Currently there are 169 employees at Andersen but there were times when at its peak, the staffing level reached almost 300. “The future looked amazing then” Dave recalled, “we were looking at having a second plant in Ennis at one stage about fifteen or twenty years ago. It is over the last six or seven years that things started to go slowly downhill until we came to this shuddering halt”

Andersen brothers established the Rathkeale plant in 1976 and sold it on in 2010 and sold on again to PL Holdings in 2012. “They have now cut us loose, they do not see the human suffering, if they are not making money, we are of no benefit to them. They have not seen the human misery that we have seen it the last week and that is nothing until next week. People are frustrated and angry at the way that they have been treated. We have done everything we can from short time, taken pay cuts, pay freezes and everybody has worked hard. Despite the bad news this week alone, everybody came in and did what they are supposed to do. They are still fulfilling the orders, the quality of the work force is superb”.

Dave Meehan is not optimistic once the liquidator will be appointed next Monday “we have to be realistic, the jobs are gone but we will do everything in our power, we are begging anyone that can help us to save those jobs. It looks bleak but we cannot lie down and take it, we will try and do everything to save the jobs if not all of them, save some at least. We have spoken to politicians , they are doing their utmost, we have spoken to the I.D.A. and to S.I.P.T.U, our own union who are doing amazing work in the background doing everything they can. We will work together and leave no stone unturned and we will not close the door on anything. We will keep fighting the fight” he vowed.
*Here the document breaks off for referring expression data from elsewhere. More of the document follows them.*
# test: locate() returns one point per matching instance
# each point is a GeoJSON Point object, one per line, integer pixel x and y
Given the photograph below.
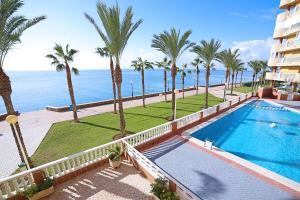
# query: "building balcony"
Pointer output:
{"type": "Point", "coordinates": [284, 4]}
{"type": "Point", "coordinates": [285, 77]}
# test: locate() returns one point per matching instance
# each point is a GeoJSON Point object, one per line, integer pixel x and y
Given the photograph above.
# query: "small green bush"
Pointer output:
{"type": "Point", "coordinates": [159, 188]}
{"type": "Point", "coordinates": [115, 153]}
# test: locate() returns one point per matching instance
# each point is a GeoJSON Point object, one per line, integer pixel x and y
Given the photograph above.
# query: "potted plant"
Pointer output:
{"type": "Point", "coordinates": [41, 190]}
{"type": "Point", "coordinates": [161, 191]}
{"type": "Point", "coordinates": [115, 156]}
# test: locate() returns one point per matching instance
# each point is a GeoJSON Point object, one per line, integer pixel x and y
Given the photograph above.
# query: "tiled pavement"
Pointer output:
{"type": "Point", "coordinates": [36, 124]}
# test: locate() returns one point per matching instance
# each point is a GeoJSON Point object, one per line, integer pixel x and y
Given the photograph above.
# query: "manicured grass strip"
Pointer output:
{"type": "Point", "coordinates": [66, 138]}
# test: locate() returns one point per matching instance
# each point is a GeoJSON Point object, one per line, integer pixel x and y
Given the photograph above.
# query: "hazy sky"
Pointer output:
{"type": "Point", "coordinates": [246, 24]}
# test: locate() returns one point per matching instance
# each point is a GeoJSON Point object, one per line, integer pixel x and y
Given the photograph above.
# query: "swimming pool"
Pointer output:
{"type": "Point", "coordinates": [247, 133]}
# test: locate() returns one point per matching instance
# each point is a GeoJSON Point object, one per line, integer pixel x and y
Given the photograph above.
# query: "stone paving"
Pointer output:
{"type": "Point", "coordinates": [36, 124]}
{"type": "Point", "coordinates": [123, 183]}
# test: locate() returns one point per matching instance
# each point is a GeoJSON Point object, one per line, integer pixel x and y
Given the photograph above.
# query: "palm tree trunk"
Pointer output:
{"type": "Point", "coordinates": [182, 86]}
{"type": "Point", "coordinates": [173, 89]}
{"type": "Point", "coordinates": [241, 81]}
{"type": "Point", "coordinates": [165, 83]}
{"type": "Point", "coordinates": [112, 72]}
{"type": "Point", "coordinates": [197, 81]}
{"type": "Point", "coordinates": [232, 81]}
{"type": "Point", "coordinates": [207, 85]}
{"type": "Point", "coordinates": [236, 78]}
{"type": "Point", "coordinates": [118, 79]}
{"type": "Point", "coordinates": [252, 85]}
{"type": "Point", "coordinates": [5, 92]}
{"type": "Point", "coordinates": [143, 86]}
{"type": "Point", "coordinates": [71, 92]}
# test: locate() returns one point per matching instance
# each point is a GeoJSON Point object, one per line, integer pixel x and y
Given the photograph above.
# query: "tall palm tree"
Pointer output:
{"type": "Point", "coordinates": [12, 27]}
{"type": "Point", "coordinates": [61, 59]}
{"type": "Point", "coordinates": [208, 51]}
{"type": "Point", "coordinates": [235, 67]}
{"type": "Point", "coordinates": [173, 45]}
{"type": "Point", "coordinates": [116, 34]}
{"type": "Point", "coordinates": [196, 62]}
{"type": "Point", "coordinates": [183, 73]}
{"type": "Point", "coordinates": [255, 65]}
{"type": "Point", "coordinates": [141, 65]}
{"type": "Point", "coordinates": [165, 63]}
{"type": "Point", "coordinates": [227, 57]}
{"type": "Point", "coordinates": [264, 69]}
{"type": "Point", "coordinates": [242, 69]}
{"type": "Point", "coordinates": [104, 52]}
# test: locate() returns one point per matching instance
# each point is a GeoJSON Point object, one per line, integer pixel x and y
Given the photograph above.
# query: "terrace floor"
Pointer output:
{"type": "Point", "coordinates": [106, 183]}
{"type": "Point", "coordinates": [210, 177]}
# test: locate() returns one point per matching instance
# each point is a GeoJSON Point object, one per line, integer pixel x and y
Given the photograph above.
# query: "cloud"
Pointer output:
{"type": "Point", "coordinates": [263, 14]}
{"type": "Point", "coordinates": [254, 49]}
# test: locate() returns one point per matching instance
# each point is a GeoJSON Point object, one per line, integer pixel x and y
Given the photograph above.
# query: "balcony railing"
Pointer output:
{"type": "Point", "coordinates": [11, 185]}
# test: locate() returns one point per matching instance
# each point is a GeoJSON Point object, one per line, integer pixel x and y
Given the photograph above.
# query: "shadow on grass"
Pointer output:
{"type": "Point", "coordinates": [105, 127]}
{"type": "Point", "coordinates": [144, 115]}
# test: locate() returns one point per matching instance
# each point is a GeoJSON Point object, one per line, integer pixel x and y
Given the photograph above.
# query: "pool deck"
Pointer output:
{"type": "Point", "coordinates": [212, 177]}
{"type": "Point", "coordinates": [231, 176]}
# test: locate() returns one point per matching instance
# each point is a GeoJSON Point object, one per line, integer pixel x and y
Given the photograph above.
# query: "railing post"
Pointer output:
{"type": "Point", "coordinates": [174, 127]}
{"type": "Point", "coordinates": [172, 186]}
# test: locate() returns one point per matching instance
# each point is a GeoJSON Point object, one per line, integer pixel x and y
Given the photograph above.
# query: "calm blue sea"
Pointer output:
{"type": "Point", "coordinates": [34, 90]}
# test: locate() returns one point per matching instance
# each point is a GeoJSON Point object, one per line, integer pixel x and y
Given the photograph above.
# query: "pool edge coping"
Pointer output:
{"type": "Point", "coordinates": [253, 169]}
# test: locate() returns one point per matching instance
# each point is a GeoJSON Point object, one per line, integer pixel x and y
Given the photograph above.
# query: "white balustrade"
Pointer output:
{"type": "Point", "coordinates": [181, 122]}
{"type": "Point", "coordinates": [19, 182]}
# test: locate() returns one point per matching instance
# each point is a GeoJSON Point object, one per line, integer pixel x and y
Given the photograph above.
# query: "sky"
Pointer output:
{"type": "Point", "coordinates": [244, 24]}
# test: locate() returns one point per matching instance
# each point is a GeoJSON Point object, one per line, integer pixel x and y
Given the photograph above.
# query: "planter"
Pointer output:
{"type": "Point", "coordinates": [115, 164]}
{"type": "Point", "coordinates": [42, 194]}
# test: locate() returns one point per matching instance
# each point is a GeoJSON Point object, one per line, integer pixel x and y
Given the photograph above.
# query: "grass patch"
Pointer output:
{"type": "Point", "coordinates": [243, 89]}
{"type": "Point", "coordinates": [66, 138]}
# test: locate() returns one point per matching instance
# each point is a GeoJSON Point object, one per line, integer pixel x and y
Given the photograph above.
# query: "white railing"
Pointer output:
{"type": "Point", "coordinates": [224, 105]}
{"type": "Point", "coordinates": [209, 111]}
{"type": "Point", "coordinates": [150, 134]}
{"type": "Point", "coordinates": [157, 172]}
{"type": "Point", "coordinates": [19, 182]}
{"type": "Point", "coordinates": [181, 122]}
{"type": "Point", "coordinates": [11, 185]}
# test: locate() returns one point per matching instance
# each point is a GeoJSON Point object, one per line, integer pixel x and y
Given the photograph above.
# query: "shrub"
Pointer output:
{"type": "Point", "coordinates": [159, 188]}
{"type": "Point", "coordinates": [115, 153]}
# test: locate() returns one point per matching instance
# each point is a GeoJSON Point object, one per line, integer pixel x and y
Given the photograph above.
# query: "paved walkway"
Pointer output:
{"type": "Point", "coordinates": [106, 183]}
{"type": "Point", "coordinates": [36, 124]}
{"type": "Point", "coordinates": [210, 177]}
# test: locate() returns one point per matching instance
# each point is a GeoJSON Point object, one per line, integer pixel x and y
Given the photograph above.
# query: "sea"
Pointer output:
{"type": "Point", "coordinates": [34, 90]}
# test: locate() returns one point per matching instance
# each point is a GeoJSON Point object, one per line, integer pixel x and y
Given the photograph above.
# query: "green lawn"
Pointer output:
{"type": "Point", "coordinates": [243, 89]}
{"type": "Point", "coordinates": [66, 138]}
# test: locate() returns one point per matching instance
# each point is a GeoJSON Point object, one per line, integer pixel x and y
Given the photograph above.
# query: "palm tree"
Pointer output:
{"type": "Point", "coordinates": [208, 51]}
{"type": "Point", "coordinates": [165, 63]}
{"type": "Point", "coordinates": [255, 65]}
{"type": "Point", "coordinates": [196, 62]}
{"type": "Point", "coordinates": [183, 75]}
{"type": "Point", "coordinates": [264, 69]}
{"type": "Point", "coordinates": [104, 52]}
{"type": "Point", "coordinates": [11, 29]}
{"type": "Point", "coordinates": [115, 36]}
{"type": "Point", "coordinates": [227, 57]}
{"type": "Point", "coordinates": [242, 69]}
{"type": "Point", "coordinates": [141, 65]}
{"type": "Point", "coordinates": [235, 67]}
{"type": "Point", "coordinates": [61, 59]}
{"type": "Point", "coordinates": [172, 44]}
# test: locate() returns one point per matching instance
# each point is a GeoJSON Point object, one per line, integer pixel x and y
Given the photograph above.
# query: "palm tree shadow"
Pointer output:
{"type": "Point", "coordinates": [105, 127]}
{"type": "Point", "coordinates": [144, 115]}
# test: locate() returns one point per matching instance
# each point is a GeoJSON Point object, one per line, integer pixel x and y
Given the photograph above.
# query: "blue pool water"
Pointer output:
{"type": "Point", "coordinates": [246, 133]}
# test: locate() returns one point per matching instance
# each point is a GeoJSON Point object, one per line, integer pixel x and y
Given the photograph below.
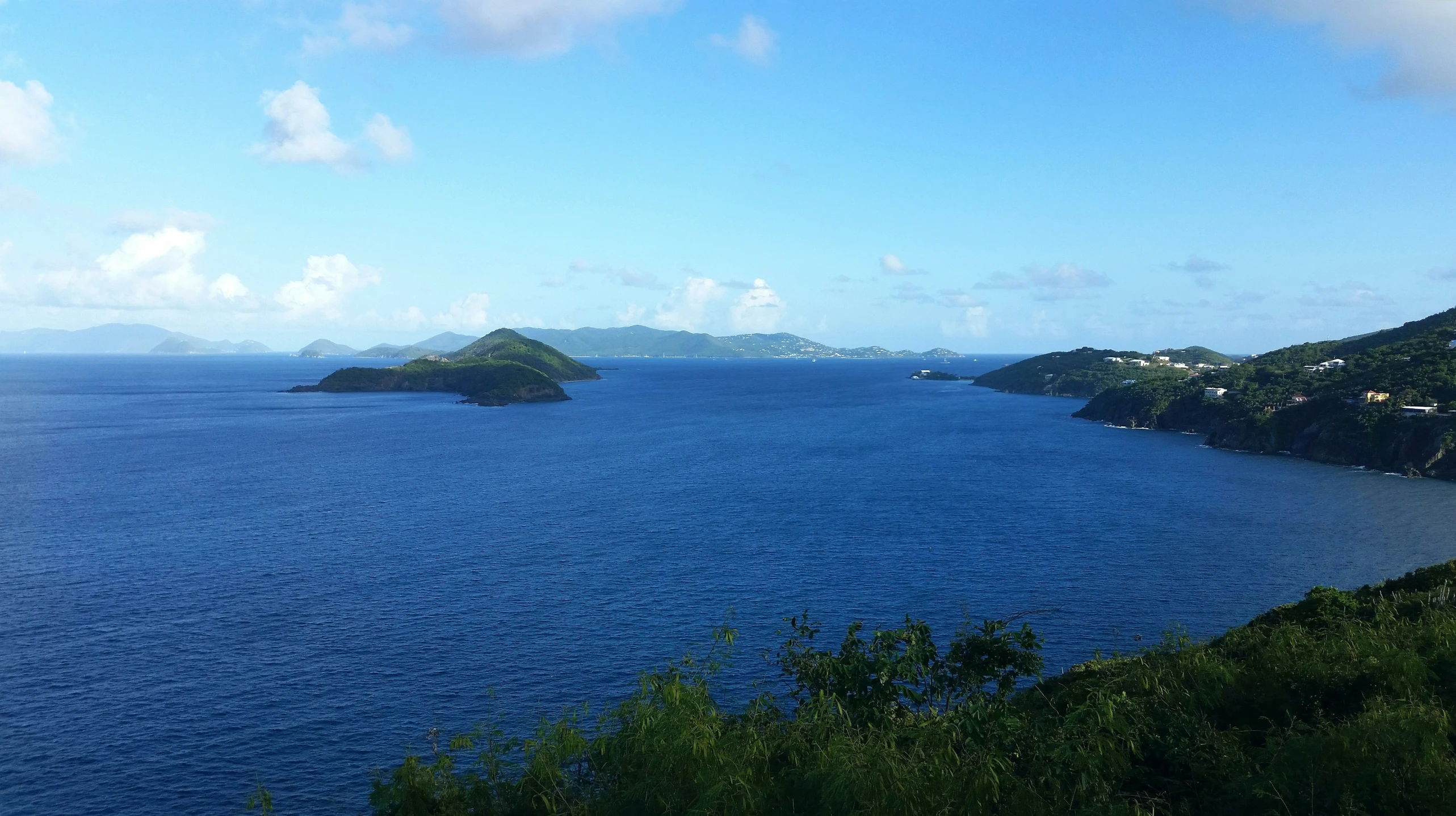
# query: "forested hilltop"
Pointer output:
{"type": "Point", "coordinates": [1086, 372]}
{"type": "Point", "coordinates": [498, 369]}
{"type": "Point", "coordinates": [1340, 703]}
{"type": "Point", "coordinates": [1381, 401]}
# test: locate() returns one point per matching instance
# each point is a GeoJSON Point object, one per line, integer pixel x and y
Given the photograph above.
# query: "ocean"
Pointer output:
{"type": "Point", "coordinates": [209, 583]}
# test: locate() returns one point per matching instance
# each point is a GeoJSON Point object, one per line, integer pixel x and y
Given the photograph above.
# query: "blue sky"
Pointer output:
{"type": "Point", "coordinates": [989, 177]}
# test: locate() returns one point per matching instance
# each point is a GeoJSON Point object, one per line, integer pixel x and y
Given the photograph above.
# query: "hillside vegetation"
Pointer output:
{"type": "Point", "coordinates": [482, 382]}
{"type": "Point", "coordinates": [1337, 704]}
{"type": "Point", "coordinates": [498, 369]}
{"type": "Point", "coordinates": [1274, 404]}
{"type": "Point", "coordinates": [1084, 372]}
{"type": "Point", "coordinates": [506, 344]}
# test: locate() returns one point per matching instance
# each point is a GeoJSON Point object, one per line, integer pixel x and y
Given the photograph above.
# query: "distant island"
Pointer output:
{"type": "Point", "coordinates": [1384, 401]}
{"type": "Point", "coordinates": [624, 341]}
{"type": "Point", "coordinates": [500, 369]}
{"type": "Point", "coordinates": [643, 341]}
{"type": "Point", "coordinates": [120, 338]}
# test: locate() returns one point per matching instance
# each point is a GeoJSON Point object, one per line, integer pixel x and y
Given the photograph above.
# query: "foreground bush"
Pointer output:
{"type": "Point", "coordinates": [1336, 704]}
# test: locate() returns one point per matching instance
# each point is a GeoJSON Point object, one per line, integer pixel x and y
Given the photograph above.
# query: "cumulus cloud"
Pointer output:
{"type": "Point", "coordinates": [912, 292]}
{"type": "Point", "coordinates": [893, 266]}
{"type": "Point", "coordinates": [972, 321]}
{"type": "Point", "coordinates": [1200, 269]}
{"type": "Point", "coordinates": [369, 27]}
{"type": "Point", "coordinates": [299, 132]}
{"type": "Point", "coordinates": [1002, 280]}
{"type": "Point", "coordinates": [620, 274]}
{"type": "Point", "coordinates": [299, 129]}
{"type": "Point", "coordinates": [27, 132]}
{"type": "Point", "coordinates": [957, 299]}
{"type": "Point", "coordinates": [686, 307]}
{"type": "Point", "coordinates": [146, 220]}
{"type": "Point", "coordinates": [326, 279]}
{"type": "Point", "coordinates": [758, 309]}
{"type": "Point", "coordinates": [1347, 295]}
{"type": "Point", "coordinates": [631, 315]}
{"type": "Point", "coordinates": [150, 270]}
{"type": "Point", "coordinates": [1062, 282]}
{"type": "Point", "coordinates": [538, 28]}
{"type": "Point", "coordinates": [1416, 34]}
{"type": "Point", "coordinates": [754, 40]}
{"type": "Point", "coordinates": [392, 142]}
{"type": "Point", "coordinates": [467, 313]}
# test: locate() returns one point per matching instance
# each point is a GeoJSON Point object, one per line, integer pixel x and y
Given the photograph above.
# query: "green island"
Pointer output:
{"type": "Point", "coordinates": [498, 369]}
{"type": "Point", "coordinates": [1340, 703]}
{"type": "Point", "coordinates": [1381, 401]}
{"type": "Point", "coordinates": [1086, 372]}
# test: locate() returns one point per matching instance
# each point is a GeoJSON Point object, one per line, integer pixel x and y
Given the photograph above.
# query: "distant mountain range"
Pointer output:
{"type": "Point", "coordinates": [120, 338]}
{"type": "Point", "coordinates": [643, 341]}
{"type": "Point", "coordinates": [627, 341]}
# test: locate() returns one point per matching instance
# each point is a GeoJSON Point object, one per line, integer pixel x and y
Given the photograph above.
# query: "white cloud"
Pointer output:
{"type": "Point", "coordinates": [912, 292]}
{"type": "Point", "coordinates": [1063, 282]}
{"type": "Point", "coordinates": [754, 40]}
{"type": "Point", "coordinates": [973, 321]}
{"type": "Point", "coordinates": [1002, 280]}
{"type": "Point", "coordinates": [631, 315]}
{"type": "Point", "coordinates": [957, 299]}
{"type": "Point", "coordinates": [411, 318]}
{"type": "Point", "coordinates": [393, 143]}
{"type": "Point", "coordinates": [1347, 295]}
{"type": "Point", "coordinates": [536, 28]}
{"type": "Point", "coordinates": [1200, 270]}
{"type": "Point", "coordinates": [893, 266]}
{"type": "Point", "coordinates": [471, 312]}
{"type": "Point", "coordinates": [758, 309]}
{"type": "Point", "coordinates": [299, 130]}
{"type": "Point", "coordinates": [620, 274]}
{"type": "Point", "coordinates": [150, 270]}
{"type": "Point", "coordinates": [686, 307]}
{"type": "Point", "coordinates": [27, 133]}
{"type": "Point", "coordinates": [1416, 34]}
{"type": "Point", "coordinates": [367, 27]}
{"type": "Point", "coordinates": [146, 220]}
{"type": "Point", "coordinates": [326, 279]}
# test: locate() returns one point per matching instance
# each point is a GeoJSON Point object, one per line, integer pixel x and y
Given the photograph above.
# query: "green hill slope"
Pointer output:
{"type": "Point", "coordinates": [1274, 403]}
{"type": "Point", "coordinates": [1341, 704]}
{"type": "Point", "coordinates": [1082, 372]}
{"type": "Point", "coordinates": [506, 344]}
{"type": "Point", "coordinates": [480, 381]}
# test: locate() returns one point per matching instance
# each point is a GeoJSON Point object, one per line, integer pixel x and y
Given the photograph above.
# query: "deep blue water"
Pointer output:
{"type": "Point", "coordinates": [205, 582]}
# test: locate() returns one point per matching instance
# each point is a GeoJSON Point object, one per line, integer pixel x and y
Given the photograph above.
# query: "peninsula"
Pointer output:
{"type": "Point", "coordinates": [500, 369]}
{"type": "Point", "coordinates": [1384, 401]}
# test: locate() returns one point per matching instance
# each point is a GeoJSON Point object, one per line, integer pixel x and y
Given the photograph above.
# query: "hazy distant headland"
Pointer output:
{"type": "Point", "coordinates": [625, 341]}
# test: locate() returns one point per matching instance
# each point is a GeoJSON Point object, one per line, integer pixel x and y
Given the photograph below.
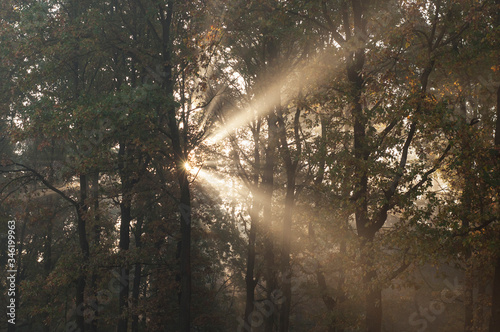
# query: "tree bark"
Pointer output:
{"type": "Point", "coordinates": [250, 280]}
{"type": "Point", "coordinates": [137, 276]}
{"type": "Point", "coordinates": [268, 186]}
{"type": "Point", "coordinates": [495, 305]}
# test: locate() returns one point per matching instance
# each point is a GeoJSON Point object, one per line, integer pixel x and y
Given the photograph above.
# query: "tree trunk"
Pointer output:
{"type": "Point", "coordinates": [250, 280]}
{"type": "Point", "coordinates": [268, 186]}
{"type": "Point", "coordinates": [84, 246]}
{"type": "Point", "coordinates": [124, 245]}
{"type": "Point", "coordinates": [137, 276]}
{"type": "Point", "coordinates": [495, 305]}
{"type": "Point", "coordinates": [291, 169]}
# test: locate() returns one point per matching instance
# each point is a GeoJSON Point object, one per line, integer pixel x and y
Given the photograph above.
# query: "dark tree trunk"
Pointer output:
{"type": "Point", "coordinates": [291, 169]}
{"type": "Point", "coordinates": [124, 244]}
{"type": "Point", "coordinates": [495, 305]}
{"type": "Point", "coordinates": [250, 280]}
{"type": "Point", "coordinates": [137, 276]}
{"type": "Point", "coordinates": [180, 155]}
{"type": "Point", "coordinates": [97, 238]}
{"type": "Point", "coordinates": [84, 246]}
{"type": "Point", "coordinates": [268, 186]}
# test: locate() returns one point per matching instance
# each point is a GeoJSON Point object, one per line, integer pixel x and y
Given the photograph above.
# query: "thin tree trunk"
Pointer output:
{"type": "Point", "coordinates": [84, 246]}
{"type": "Point", "coordinates": [291, 169]}
{"type": "Point", "coordinates": [268, 186]}
{"type": "Point", "coordinates": [124, 244]}
{"type": "Point", "coordinates": [97, 238]}
{"type": "Point", "coordinates": [137, 276]}
{"type": "Point", "coordinates": [250, 280]}
{"type": "Point", "coordinates": [495, 305]}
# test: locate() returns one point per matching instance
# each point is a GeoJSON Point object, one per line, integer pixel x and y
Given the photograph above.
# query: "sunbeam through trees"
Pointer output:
{"type": "Point", "coordinates": [258, 165]}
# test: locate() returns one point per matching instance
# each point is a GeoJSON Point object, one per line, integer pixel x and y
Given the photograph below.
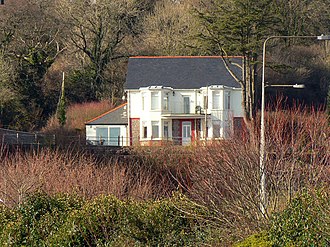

Jason O’Mahony and his wife Deirdre have both been employed in Andersen Ireland for 19 years. They joined the company in 1994, and on getting married set up home in Newcastle West. “We have a largish mortgage, a car loan and since last Friday everything has been going around in both our heads” Jason explained. “How are we going to pay the mortgage next month, are we going to get new jobs, will be both be applying for the same jobs, have we enough savings, will the banks come looking for the house, it is just very hard, it is very stressful trying to figure where to go from here” Jason who is a well-known local and intercounty G.A.A. referee outlined.

The O’Mahonys are typical of many employees at Andersen Ireland; a couple both employed there and in a lot of cases for their entire working lives and knowing no other career path than at the Rathkeale plant. “The summer I left school I started in Andersen in November of that year, Deirdre started in August and we have been there since, our whole working life has been there” Jason who is a native of Kildimo recalled.

The well-known referee is quick to point out that he enjoyed life and his job at Andersen “it has been a good working life, I made knew friends, met my wife, that is all about to come to an end now. I have loads of happy memories except for last Friday. What to do next, who to talk to, do we have to go and sort our mortgage out with banks, are they going to be able to help us, where do we send our CVs. Then Deirdre and I are not the only couples in the plant in that position”

The Kildimo native whose wife Deirdre is from Adare admitted that they did not see the bombshell announcement coming “for the last three or four years, it has been slowly going down, we always thought that we would get out of it, we never said that we were going to close, we always clung on to the idea that we will keep going. So when the statement came out last Friday week, it hammered everybody into the ground, it really is hard to take. We were talking to colleagues today and discussing getting people in to talk about suicide and other things that are being thrown out on the table now and which have to be dealt with”

For Jason and Deirdre O’Mahony, it is like turning back the clock as they come to terms with the situation and beginning plotting their future “it is like a leaving of school shortly and starting all over again and retraining into something else, something else I do not know. What jobs are out there, where we start, I am 40 years old and probably young enough to be retrained but who is going to take on 170 people at the minute, where are they going to go” he asked.